The deputy noted that the object used appeared to have raised areas that left a very distinct pattern on the wood and metal.
“At this time there are no known witnesses,” he reported. “I had conducted a traffic stop on Millwood Court before this call. I cleared the stop at (1:04 p.m.) and then proceeded down Veals Road from Bradyville Pike. At that time the sign had not yet been vandalized.”
The sheriff’s office has placed an extra patrol on the site “indefinitely” per patrol Capt. Mike Fitzhugh.
The Council on American-Islamic Relations (CAIR) said the latest vandalism is fitting a “sharp rise in anti-Muslim sentiment in this society.”
The Washington-based civil rights and advocacy group, through spokesman Ibrahim Hooper, said they believe the acts are being promoted by a number of hate groups promoting the demonization of Islam and marginalization of Muslims.

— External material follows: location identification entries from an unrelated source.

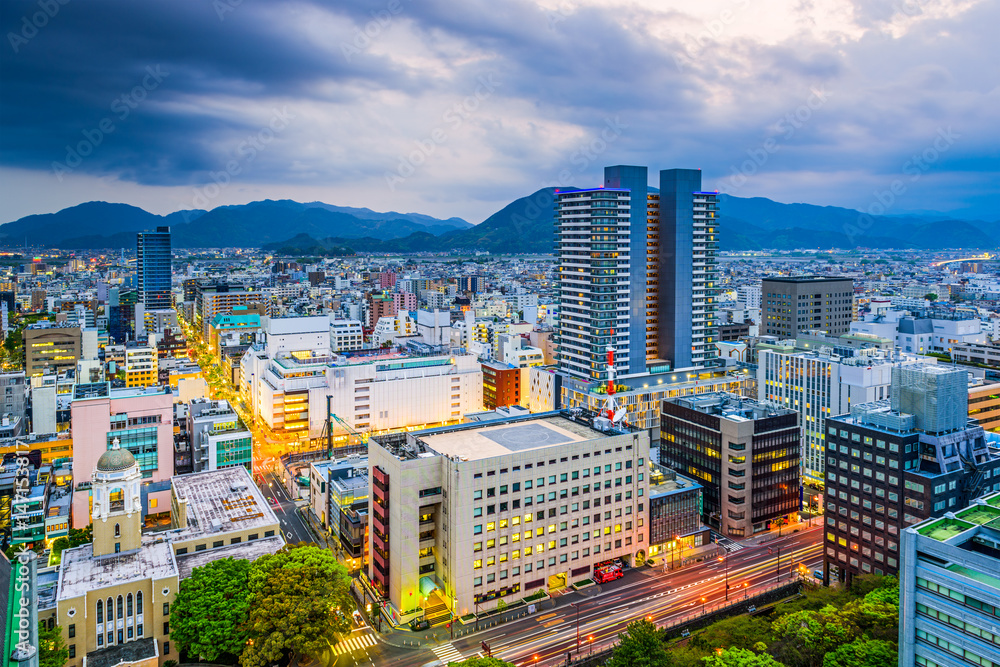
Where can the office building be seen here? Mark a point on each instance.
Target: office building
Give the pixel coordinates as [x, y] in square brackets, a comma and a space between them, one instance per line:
[140, 365]
[637, 272]
[745, 454]
[799, 304]
[346, 335]
[642, 395]
[13, 394]
[286, 380]
[501, 385]
[50, 348]
[217, 436]
[140, 420]
[821, 383]
[212, 299]
[949, 589]
[153, 269]
[675, 508]
[891, 464]
[499, 510]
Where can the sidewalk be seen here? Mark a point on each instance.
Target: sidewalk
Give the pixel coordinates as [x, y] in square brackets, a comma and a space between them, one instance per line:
[403, 637]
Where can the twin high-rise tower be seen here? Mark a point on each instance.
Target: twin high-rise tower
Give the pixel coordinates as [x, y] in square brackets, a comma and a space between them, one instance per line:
[153, 255]
[637, 271]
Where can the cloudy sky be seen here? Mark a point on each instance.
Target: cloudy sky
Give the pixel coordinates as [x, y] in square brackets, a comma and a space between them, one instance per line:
[455, 108]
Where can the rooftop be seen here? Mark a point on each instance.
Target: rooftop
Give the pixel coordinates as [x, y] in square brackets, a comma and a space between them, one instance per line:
[519, 434]
[251, 550]
[220, 501]
[80, 572]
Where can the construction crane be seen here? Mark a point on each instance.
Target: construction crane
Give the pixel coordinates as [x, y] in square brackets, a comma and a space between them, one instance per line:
[362, 438]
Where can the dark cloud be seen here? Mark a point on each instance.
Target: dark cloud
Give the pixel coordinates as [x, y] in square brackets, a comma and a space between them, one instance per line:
[366, 81]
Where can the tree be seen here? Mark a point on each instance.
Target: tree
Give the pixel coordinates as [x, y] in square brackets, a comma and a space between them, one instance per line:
[52, 651]
[641, 645]
[299, 600]
[483, 662]
[211, 609]
[736, 632]
[863, 653]
[740, 657]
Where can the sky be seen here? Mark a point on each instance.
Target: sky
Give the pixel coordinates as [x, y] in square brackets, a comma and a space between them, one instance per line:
[457, 108]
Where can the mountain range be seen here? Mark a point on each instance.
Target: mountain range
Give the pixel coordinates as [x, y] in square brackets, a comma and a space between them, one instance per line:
[523, 226]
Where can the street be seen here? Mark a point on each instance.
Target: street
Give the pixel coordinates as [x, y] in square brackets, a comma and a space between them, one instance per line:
[546, 637]
[292, 526]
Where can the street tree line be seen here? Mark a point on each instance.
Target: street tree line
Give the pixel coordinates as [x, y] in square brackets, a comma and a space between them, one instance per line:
[281, 607]
[854, 627]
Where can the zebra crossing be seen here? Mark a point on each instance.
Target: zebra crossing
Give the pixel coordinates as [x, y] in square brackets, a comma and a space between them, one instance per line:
[352, 644]
[448, 653]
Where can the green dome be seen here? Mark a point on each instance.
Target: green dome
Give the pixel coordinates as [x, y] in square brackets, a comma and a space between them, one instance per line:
[115, 460]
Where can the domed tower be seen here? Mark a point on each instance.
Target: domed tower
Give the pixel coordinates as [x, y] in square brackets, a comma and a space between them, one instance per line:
[117, 502]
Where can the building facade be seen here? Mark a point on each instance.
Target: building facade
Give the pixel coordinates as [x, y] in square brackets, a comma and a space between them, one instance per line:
[637, 272]
[744, 453]
[949, 589]
[891, 464]
[799, 304]
[153, 256]
[483, 512]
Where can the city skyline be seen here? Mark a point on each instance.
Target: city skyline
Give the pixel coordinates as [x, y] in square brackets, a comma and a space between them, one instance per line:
[451, 112]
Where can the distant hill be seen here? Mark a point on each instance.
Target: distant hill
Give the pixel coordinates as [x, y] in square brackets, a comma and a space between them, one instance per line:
[526, 225]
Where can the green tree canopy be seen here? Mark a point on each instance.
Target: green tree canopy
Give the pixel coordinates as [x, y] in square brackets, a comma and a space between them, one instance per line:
[863, 653]
[299, 601]
[640, 645]
[52, 651]
[211, 609]
[740, 657]
[483, 662]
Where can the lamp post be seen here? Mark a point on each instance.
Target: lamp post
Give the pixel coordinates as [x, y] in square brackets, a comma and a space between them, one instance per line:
[727, 573]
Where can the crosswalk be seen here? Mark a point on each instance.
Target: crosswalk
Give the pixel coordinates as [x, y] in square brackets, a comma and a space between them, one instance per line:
[352, 644]
[448, 653]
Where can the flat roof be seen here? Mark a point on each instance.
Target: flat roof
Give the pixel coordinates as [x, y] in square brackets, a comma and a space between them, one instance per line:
[221, 501]
[488, 440]
[80, 572]
[251, 550]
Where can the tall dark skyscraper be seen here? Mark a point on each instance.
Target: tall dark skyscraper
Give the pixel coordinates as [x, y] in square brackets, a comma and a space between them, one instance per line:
[153, 268]
[637, 271]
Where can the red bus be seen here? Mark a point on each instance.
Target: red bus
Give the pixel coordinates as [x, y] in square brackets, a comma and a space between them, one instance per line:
[607, 572]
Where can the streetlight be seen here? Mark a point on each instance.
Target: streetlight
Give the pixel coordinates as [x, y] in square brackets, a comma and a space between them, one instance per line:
[727, 573]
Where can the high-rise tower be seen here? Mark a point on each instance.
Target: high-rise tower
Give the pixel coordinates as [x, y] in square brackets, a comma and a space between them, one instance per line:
[637, 271]
[153, 268]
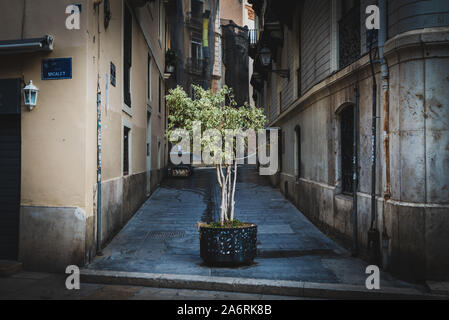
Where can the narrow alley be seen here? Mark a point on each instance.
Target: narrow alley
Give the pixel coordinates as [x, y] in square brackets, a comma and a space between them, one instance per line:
[163, 238]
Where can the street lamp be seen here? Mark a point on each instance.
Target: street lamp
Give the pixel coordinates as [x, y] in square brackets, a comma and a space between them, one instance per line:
[265, 56]
[30, 93]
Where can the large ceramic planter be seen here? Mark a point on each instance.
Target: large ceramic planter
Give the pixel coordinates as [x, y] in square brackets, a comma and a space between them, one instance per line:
[228, 247]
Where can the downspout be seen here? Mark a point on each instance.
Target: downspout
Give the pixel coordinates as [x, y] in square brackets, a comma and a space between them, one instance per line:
[355, 248]
[386, 122]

“A mosque was bombed in May in Florida and there was no national media coverage at all,” he said. “We’re seeing opposition to mosques being taken to very hysterical proportions” due to “a number of bizarre conspiracy theories,” including the theory that “Muslims are trying to take over the country.”
Hooper said it is disturbing to see the kinds of things that are happening in communities all around the nation, not just in the south.
“We’re seeing the demonization of Islam in our country and it leads a very vocal minority to take these extremist kinds of actions nationwide,” he said. “This is caused by a lack of knowledge and lack of interaction with ordinary Muslims. When people know more about Islam and interact with ordinary Muslims, prejudice goes down.”
A report put out by CAIR in 2006, the most recent of its kind, states that approximately “one in four Americans believes that Islam is a religion of hatred and violence,” remaining unchanged since 2004. The level of knowledge of Islam also remained virtually unchanged from the 2004 report, indicating that only two percent of survey respondents indicated that they were “very knowledgeable” about the religion.
“A vast majority of Americans said they would change their views about Muslims if Muslims would condemn terrorism more strongly, show more concern for Americans or work to improve the status of Muslim women or American image in the Muslim world,” the report states.
Hooper said CAIR will likely issue a public statement about the vandalism as soon as today.
“You really have to shine a light on bigotry and hope the mainstream people in the community come out against it,” he said.